What we do: Employee incentives – Phantom share schemes legal advice

Shadow or phantom shares refer to the payment of a cash bonus on the achievement of set targets; but no actual shares are awarded. Phantom share schemes may be “phantom options”, which entitle employees to payments equal to the share price at the date of exercise less a notional exercise price or “phantom shares” which entitle employees to payment equal to the whole share value as at a date of vesting. Phantom rights can also be structured over any asset, e.g. fund or partnership units.

Our employee incentives solicitors can advise on which of the various employee share schemes might be best for your business.

With a phantom share option plan, we can advise on:

  • Designing and administering the scheme
  • Valuation of the shares or underlying assets
  • Structuring good and bad leaver provisions
  • Drafting change of control provisions and performance conditions
  • Combining phantom shares with other share schemes such as growth shares

How do phantom shares work?

Phantom  schemes normally work in very similar ways to more traditional share incentive schemes, but the payout is in the form of cash, rather than shares. The cash bonus awarded under phantom share schemes is typically based on the uplift in company share value. They can be granted on a discretionary basis to employees and non-employee directors and consultants and have no maximum award value, unless the company chooses to cap them for cash-flow reasons.

Employers benefit because staff who are awarded phantom share rights are motivated to increase the value of the company but without shareholders giving up a shareholding in the business. Instead, the employee obtains a right to receive cash upon set conditions, as opposed (for example) to an EMI, which provides an option to receive shares.

Phantom share rights may be offered (as opposed to share-based incentive schemes) to avoid exceeding shareholding dilution limits or to avoid minority shareholdings which may impact the active running of the company.

Such arrangements do, however, require the ready availability of liquid cash in order to pay employees what they are owed when the rights pay out.

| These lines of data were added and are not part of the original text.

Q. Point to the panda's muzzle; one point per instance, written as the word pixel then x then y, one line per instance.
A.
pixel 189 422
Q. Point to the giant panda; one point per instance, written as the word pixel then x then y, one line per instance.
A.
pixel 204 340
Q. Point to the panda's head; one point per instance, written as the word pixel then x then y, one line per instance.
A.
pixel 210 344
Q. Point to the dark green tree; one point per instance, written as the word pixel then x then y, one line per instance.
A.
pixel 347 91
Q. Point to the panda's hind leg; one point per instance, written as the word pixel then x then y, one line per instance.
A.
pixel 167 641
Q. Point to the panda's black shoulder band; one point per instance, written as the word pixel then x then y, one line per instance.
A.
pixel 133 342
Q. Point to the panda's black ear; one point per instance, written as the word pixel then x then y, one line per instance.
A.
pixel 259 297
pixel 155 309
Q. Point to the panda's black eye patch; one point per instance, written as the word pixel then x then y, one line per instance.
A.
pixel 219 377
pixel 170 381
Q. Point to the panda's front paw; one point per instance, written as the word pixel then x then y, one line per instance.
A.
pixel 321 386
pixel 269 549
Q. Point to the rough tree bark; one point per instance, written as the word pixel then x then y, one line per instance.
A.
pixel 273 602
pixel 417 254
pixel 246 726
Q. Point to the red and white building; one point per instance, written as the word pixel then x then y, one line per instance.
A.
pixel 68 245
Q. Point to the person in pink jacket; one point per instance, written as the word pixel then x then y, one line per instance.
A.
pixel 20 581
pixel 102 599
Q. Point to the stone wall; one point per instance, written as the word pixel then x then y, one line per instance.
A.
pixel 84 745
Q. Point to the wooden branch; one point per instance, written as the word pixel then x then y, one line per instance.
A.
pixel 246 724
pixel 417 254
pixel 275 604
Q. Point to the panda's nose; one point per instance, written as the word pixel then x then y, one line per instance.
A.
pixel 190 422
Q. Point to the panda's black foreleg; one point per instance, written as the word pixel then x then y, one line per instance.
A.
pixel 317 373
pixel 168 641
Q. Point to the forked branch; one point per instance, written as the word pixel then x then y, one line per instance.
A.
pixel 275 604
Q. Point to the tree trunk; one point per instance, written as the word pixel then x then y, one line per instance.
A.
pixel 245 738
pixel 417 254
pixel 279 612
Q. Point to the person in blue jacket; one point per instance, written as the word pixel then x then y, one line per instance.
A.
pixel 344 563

For more information, don’t forget to read our FAQ: Phantom share schemes article.

HMRC tax implications

For the employer, cash paid in the form of a bonus should be deductible for corporation tax purposes and can reduce the corporation tax owed for the year.

For the employee, on granting of the phantom share option, no tax is payable. However, the scheme is less tax advantageous than HMRC tax advantaged arrangement or non-tax advantaged share acquisition arrangements such as growth/hurdle shares as tax and national insurance must be paid on the cash bonus being received.

For a general introduction to employee share schemes, don’t forget to read our advice, What are employee share schemes and how do they work?

Who we help: Start-ups, high growth businesses, SMEs and large businesses

We specialise in start-ups and high-growth companies, so we have a wealth of experience advising on and administering a variety of share acquisition arrangements.